Figure 1: Circinate pink-red plaques on right distal lateral leg.
Biopsy was obtained and revealed a basket-weave stratum corneum, interface dermatitis, polymorphous inflammatory infiltrate, papillary dermal fibrosis and melanophages surrounding the superficial vessels of the dermis, histologically consistent with a “fixed drug eruption” (Figures 2&3). Interestingly, the patient reported that the lesions flared within 24 hours of eating asparagus.
Figure 2: H&E x10 - Acute stratum corneum with vacuolar change along basilar layer and apoptosis of keratinocytes throughout all layers of the epidermis.
Figure 3: H&E x20 - Papillary dermal fibrosis and melanin pigment incontinence in a perivascular location and polymorphous infiltrate in dermis of lymphocytes and eosinophils.
A Fixed Drug Eruption (FDE) is a localized, cutaneous type IV hypersensitivity reaction occurring after ingestion of an offending agent. FDEs typically occur in the context of a new or intermittently-administered medication, the most common of which include: sulfonamides, non-steroidal inflammatory drugs, salicylates, barbiturates, and oral contraceptives . However, if no pharmacological source is identified, a food or food additive may be implicated. This rare allergy was first defined in 1996 as a “Fixed Food Eruption (FFE)” . There are few documented cases of these so called “fixed food eruptions (FFE)”, with only 15 available case reports in 2016. Tonic water (quinine), seafood, cashews, peanuts, lentils, bee pollen (propolis), strawberry, lactose, quinoline yellow dye and cheese crisps (+/- tartrazine) were the causative agents. TwoFFEs resulting from asparagus consumption have also been documented .

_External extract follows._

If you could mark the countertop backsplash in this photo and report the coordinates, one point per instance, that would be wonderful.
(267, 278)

While fixed eruptions caused by both drugs and food tend to recur in the same location on the body - as indicated by the term “fixed” - they differ in some clinical characteristics. The few FFEs described in the literature are highly variable in their appearance as well as their timing; they range from hyperpigmented bullae to violaceous plaques that appear as early as 15 minutes to as late as a full week after ingestion. This heterogeneity of presentation among the FFEs suggests that they may differ in mechanism as well, although this has yet to be elucidated. In contrast, FDEs typically present with macular lesion(s) that develop hours after the drug exposure. FFEs also lack the residual hyperpigmentation characteristically present after fixed drug eruptions .
Of five known skin biopsies of active fixed food eruptions, three displayed a T-cell dependent pathway with induction of IFNy-producing CD8+ T cells in the dermis and epidermis, one exhibited a co-expression of neutrophils and eosinophils and the other had neutrophilic polymorphonuclear perivascular infiltration .
The differential diagnosis for an FDE presenting as a psoriasiform dermatitis includes conditions such as cutaneous T-Cell Lymphoma (CTCL), urticarial phase of bullous pemphigoid, and psoriasis. CTCL, which comprises a heterogenous group of non-Hodgkin lymphomas, was particularly important to rule out in this patient, whose age and gender fit the most common demographic for CTCL . Histopathology made this distinction.
The management of a fixed drug or food eruption includes avoidance of the causative agent, antihistamines for pruritis, and treatment with topical steroids if necessary . Our patient cleared his most recent episode with triamcinolone ointment twice daily for two weeks and avoidance of asparagus ingestion.